Berikut langkah dasarnya:
Pertama, kumpulkan bukti potong dari setiap proyek.
Selanjutnya, catat seluruh penghasilan dari jasa konstruksi.
Kemudian, laporkan dalam SPT Masa atau SPT Tahunan sesuai jenis wajib pajak.
Dengan cara ini, Anda bisa memastikan pelaporan berjalan sesuai aturan.
Peran Bukti Potong
Bukti potong menjadi dokumen penting dalam pelaporan pajak.
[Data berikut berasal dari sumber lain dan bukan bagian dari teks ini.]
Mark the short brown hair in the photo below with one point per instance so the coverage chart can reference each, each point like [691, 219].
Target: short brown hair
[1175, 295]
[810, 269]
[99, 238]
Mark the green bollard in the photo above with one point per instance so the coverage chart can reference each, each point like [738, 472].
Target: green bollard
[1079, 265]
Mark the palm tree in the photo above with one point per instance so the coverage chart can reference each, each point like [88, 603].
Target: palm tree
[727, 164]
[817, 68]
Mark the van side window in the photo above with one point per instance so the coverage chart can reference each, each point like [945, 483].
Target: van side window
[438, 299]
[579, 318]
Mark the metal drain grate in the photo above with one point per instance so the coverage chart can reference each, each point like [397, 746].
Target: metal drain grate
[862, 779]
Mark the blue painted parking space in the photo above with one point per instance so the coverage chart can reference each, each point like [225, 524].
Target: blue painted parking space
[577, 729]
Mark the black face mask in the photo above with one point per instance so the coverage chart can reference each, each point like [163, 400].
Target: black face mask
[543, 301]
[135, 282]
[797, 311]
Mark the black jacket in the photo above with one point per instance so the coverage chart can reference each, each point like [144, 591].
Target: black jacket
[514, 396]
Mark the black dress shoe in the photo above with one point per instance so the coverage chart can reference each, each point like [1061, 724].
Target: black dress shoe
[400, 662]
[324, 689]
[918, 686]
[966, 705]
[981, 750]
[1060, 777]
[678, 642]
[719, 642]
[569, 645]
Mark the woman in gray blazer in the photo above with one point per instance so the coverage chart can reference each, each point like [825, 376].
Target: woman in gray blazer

Dokumen ini berfungsi sebagai:
- bukti bahwa pajak sudah dibayar
- dasar pencatatan dalam laporan pajak
- alat verifikasi jika terjadi pemeriksaan
Karena itu, Anda harus menyimpan bukti potong dengan baik.
Kesalahan yang Sering Terjadi
Banyak pelaku usaha konstruksi masih melakukan kesalahan.
Sebagian tidak mengetahui tarif yang sesuai dengan kualifikasi usaha. Selain itu, ada juga yang lupa melaporkan pajak meskipun sudah dipotong.
Kesalahan lain muncul saat tidak menyimpan bukti potong.
Akibatnya, pelaporan pajak menjadi tidak lengkap.
Tips Agar Pajak Lebih Terkelola
Agar pengelolaan pajak lebih rapi, Anda bisa menerapkan beberapa langkah berikut:
Mulailah mencatat setiap proyek secara detail.
Gunakan sistem administrasi yang teratur.
Selain itu, pastikan Anda memahami tarif yang berlaku untuk usaha Anda.
Dengan langkah ini, Anda bisa menghindari kesalahan sejak awal.